Hundreds of voices in unison: They do not dare.
Gapon: Comrades, it is better for us to die for our demands than live as we have lived until now.
Voices: We will die.
Gapon: Do you swear to die?
Voices: We swear!
Gapon: Let the ones who swear raise their hands …
And hundreds of people raised their hands and with their fingers made the sign of the cross.
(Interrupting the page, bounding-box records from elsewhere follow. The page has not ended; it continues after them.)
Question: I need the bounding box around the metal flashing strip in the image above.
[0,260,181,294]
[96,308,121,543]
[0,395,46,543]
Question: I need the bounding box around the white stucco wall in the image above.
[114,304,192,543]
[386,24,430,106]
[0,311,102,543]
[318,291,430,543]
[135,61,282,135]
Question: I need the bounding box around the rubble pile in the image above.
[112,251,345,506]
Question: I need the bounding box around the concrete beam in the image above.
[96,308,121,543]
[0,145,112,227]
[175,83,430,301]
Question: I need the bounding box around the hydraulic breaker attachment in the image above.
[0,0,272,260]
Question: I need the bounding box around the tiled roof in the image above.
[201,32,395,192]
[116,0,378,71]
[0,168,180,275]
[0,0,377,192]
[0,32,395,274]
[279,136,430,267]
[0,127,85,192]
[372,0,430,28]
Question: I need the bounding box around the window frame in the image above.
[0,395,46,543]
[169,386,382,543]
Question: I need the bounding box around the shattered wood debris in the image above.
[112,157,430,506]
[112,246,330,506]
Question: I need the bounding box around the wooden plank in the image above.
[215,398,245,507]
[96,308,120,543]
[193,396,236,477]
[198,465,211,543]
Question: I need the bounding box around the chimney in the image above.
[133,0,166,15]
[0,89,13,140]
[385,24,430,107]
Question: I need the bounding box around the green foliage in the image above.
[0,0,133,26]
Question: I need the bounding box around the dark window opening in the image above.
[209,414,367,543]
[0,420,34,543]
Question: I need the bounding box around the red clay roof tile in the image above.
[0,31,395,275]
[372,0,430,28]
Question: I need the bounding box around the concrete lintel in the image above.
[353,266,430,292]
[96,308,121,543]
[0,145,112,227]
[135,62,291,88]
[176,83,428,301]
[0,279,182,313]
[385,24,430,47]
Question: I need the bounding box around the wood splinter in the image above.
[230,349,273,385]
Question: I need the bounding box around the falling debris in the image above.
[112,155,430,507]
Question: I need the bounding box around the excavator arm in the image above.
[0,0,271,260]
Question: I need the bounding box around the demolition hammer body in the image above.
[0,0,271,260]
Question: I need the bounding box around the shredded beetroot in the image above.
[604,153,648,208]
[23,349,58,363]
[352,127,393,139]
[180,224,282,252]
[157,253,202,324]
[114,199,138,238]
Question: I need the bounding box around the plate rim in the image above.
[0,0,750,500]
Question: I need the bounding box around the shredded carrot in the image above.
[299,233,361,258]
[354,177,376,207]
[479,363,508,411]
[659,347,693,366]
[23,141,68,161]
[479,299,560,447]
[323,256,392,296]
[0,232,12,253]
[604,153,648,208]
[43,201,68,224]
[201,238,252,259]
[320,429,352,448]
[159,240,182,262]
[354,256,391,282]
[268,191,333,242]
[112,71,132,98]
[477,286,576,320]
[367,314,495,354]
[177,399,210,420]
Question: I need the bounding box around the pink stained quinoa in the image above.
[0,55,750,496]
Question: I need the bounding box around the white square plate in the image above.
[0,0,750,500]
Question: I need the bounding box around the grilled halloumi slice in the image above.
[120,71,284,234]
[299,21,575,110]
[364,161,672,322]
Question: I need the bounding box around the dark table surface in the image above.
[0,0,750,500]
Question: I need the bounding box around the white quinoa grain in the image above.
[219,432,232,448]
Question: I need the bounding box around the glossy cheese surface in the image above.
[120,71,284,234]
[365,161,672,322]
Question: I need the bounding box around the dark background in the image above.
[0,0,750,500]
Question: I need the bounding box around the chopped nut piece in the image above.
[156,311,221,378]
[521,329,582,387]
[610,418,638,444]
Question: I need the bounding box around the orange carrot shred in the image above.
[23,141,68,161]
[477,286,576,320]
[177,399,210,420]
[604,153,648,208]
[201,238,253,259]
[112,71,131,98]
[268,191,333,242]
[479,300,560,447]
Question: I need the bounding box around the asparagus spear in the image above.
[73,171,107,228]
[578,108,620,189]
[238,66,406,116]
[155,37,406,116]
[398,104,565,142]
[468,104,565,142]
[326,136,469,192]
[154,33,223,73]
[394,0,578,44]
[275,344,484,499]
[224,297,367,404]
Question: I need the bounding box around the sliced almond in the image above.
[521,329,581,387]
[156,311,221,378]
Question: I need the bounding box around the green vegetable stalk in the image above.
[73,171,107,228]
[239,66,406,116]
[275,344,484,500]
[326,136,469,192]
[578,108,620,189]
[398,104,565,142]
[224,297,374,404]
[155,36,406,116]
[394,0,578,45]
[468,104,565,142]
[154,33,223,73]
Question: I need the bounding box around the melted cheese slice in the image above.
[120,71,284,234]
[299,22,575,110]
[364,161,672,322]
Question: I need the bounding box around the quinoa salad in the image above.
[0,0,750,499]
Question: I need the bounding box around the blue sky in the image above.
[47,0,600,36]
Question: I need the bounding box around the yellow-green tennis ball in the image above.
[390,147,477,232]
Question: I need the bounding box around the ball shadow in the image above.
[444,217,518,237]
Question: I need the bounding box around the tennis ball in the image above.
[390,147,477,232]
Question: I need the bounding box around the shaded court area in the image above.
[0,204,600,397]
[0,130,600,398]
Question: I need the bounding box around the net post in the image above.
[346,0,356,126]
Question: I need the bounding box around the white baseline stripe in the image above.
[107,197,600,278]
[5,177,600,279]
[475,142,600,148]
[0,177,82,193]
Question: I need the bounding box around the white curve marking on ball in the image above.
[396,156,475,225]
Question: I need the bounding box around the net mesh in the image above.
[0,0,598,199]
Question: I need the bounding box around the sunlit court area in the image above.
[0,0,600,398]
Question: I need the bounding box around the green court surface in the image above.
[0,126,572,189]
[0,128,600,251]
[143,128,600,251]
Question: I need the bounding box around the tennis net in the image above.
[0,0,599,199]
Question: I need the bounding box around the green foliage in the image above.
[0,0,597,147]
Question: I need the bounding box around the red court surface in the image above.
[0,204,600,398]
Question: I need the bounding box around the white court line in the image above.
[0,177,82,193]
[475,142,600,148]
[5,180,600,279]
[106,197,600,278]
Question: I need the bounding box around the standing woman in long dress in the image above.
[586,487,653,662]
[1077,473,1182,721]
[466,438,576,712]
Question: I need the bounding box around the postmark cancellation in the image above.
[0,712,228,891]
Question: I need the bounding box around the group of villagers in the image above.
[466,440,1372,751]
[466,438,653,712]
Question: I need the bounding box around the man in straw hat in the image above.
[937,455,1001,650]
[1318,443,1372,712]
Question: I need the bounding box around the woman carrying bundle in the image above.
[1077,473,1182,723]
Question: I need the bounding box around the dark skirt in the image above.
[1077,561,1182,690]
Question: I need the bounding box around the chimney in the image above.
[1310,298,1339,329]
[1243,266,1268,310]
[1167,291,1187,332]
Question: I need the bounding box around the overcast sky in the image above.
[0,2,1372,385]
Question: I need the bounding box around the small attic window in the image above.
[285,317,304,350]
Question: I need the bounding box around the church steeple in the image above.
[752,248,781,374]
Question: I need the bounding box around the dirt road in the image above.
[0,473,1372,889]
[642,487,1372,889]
Despite their private fears, the workers put their faith in the Tsar receiving them: they saw him as a man of God, and knew their cause was just. The soldiers would surely not fire on a peaceful demonstration. To boost the marchers’ spirits it was even said that refreshments had been prepared for them inside the Winter Palace and that a parade would be held to celebrate the great occasion.30
Church bells rang and their golden domes sparkled in the sun on that Sunday morning as the long columns marched across the ice towards the centre of the city. In the front ranks were the women and children, dressed in their Sunday best, who had been placed there to deter the soldiers from shooting. At the head of the largest column was the bearded figure of Father Gapon in a long white cassock carrying a crucifix. Behind him was a portrait of the Tsar and a large white banner with the words: ‘Soldiers do not shoot at the people!’ Red flags had been banned.